Using the Azure Cognitive Services Connector, developers can pull Microsoft Azure Vision Services right into the OutSystems IDE and add them to their apps. Azure Vision Services offer:

  • Image analysis: Returns information about visual content found in an image, identifying content and labeling it with confidence. It detects objects and potential adult content and retrieves their location from an image. It also identifies image types and color schemes.
  • Recognition of text in image (handwritten or printed): Uses optical character recognition (OCR) to detect text in an image and then pulls any recognizable words into a stream of characters that are machine-readable.
  • Recognition of celebrities and landmarks: Spots famous people from business, politics, sports, and entertainment from images, as well as natural and manmade landmarks from all over the globe.
  • Thumbnail generation: Produces a thumbnail based on any image, and modifies images to best suit the needs for size, shape, and style. Smart cropping generates thumbnails that differ from the aspect ratio of your original image while preserving the part that’s of interest.
  • Face verification: Checks if two faces belong to the same person and assigns a confidence score for how likely it is that the two faces belong to the same person.
  • Face detection: Finds human faces in an image, using face rectangles to show the location of a face or faces in the image, along attributes such as age, emotion, and gender..
  • Emotion recognition: Analyzes facial expressions and returns a confidence score for the likelihood of emotions, such as anger, contempt, disgust, fear, happiness, neutral, sadness, and surprise.
  • Custom model for image recognition: Trains the image recognition model with custom images and custom tags for specific use cases.

Google Vision Services

The Google Cloud Vision OCR component available from the Forge enables developers to use Google Cloud Vision right in the OutSystems IDE and add these services to their apps:

  • Extract text: Uses OCR to detect text in images and automatically identifies language.
  • Identify text in image: Uses object localization to create a list of all the text objects in an image and identifies the area of the image where text was detected.
  • Get specific data types in image: Uses specified regular expressions to pull text from an image, which is useful for emails or dates.

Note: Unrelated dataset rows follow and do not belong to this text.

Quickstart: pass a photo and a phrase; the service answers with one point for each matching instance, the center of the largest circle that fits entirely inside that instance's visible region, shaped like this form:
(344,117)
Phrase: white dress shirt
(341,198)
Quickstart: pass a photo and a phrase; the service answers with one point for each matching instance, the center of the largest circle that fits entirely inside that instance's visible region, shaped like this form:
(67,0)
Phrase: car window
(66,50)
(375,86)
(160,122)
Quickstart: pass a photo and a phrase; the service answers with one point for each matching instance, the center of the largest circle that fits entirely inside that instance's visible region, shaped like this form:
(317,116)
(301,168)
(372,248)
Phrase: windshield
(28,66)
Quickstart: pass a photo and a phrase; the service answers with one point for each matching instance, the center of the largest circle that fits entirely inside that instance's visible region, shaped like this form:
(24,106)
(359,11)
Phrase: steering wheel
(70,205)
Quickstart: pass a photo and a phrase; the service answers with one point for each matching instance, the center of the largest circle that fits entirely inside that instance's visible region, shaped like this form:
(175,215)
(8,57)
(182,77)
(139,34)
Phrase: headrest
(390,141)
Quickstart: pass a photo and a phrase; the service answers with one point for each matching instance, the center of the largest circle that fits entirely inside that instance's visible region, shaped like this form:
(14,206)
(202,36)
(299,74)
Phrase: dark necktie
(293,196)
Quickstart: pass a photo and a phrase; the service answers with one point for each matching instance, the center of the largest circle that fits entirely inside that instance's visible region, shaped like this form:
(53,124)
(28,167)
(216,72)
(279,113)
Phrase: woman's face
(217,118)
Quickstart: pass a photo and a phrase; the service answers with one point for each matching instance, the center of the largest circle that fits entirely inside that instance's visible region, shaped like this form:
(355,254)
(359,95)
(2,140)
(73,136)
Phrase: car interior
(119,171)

IBM Watson Vision Services

Developers can access these services through the IBM Watson Services component available from the Forge, Developers can use these services right in the OutSystems IDE and add them to their apps. IBM Watson Visual Recognition Services offer:
  • Facial analysis: Analyzes faces in images and identifies estimated age, gender, and names of celebrities.
  • Image recognition: Tags and classes objects in images, and can be trained to use custom classes

AWS Rekognition

Available from the Forge, the Amazon Rekognition Face Matching component enables developers to use AWS Recognition capabilities in the OutSystems IDE and add them to their applications. AWS Rekognition offers:
  • Face matching: Allows the application to create collections of faces. These collections can then be "searched" to see if they match a sample image.
  • Add face to collections: Adds a new facial image to the specified collection.